ALA launches Policy Revolution! initiative for libraries
Three-year grant from the Bill & Melinda Gates Foundation will accelerate information policy initiatives
(Washington, D.C.) The American Library Association (ALA) Office for Information Technology Policy (OITP) will immediately begin work on a national public policy agenda and action plan for U.S. libraries with support from a new grant from the Bill & Melinda Gates Foundation. Nearly $1 million in funding over three years will enable the ALA to increase library visibility and build capacity for sustained action on the national level.
“In a time of dramatic technological advances and increasing competition for federal resources, the U.S. library community needs more aggressive policy engagement at the national level,” said ALA President Barbara Stripling. “This strategic funding support will enable the ALA Washington Office to expand engagement with key decision makers around a targeted set of policy priorities.”

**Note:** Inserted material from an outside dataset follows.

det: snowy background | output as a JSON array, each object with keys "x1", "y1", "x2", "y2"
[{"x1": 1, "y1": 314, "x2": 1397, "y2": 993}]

The telecommunications, information technology, and content industry interest groups in Washington, D.C., are large and influential in federal policymaking. Advancing library and information policy objectives in this crowded and competitive field has been the founding purpose and driving force behind OITP. In recent years, ALA OITP has led library efforts to sustain and expand federal E-rate support for libraries, coordinated successful engagement with publishing stakeholders to expand library e-book lending, advocated for fair use, coordinated national digital literacy efforts with federal agencies, and worked to maximize library participation in the Broadband Technology Opportunities Program.
The three-year initiative includes three major components: establishing policy priorities, engaging decision makers and influencers to advance policy goals, and upgrading ALA policy advocacy practice and capabilities for long-term sustainability. An important activity under this capacity-building umbrella is training a cadre of library policy advocates to supplement ALA staff capacity.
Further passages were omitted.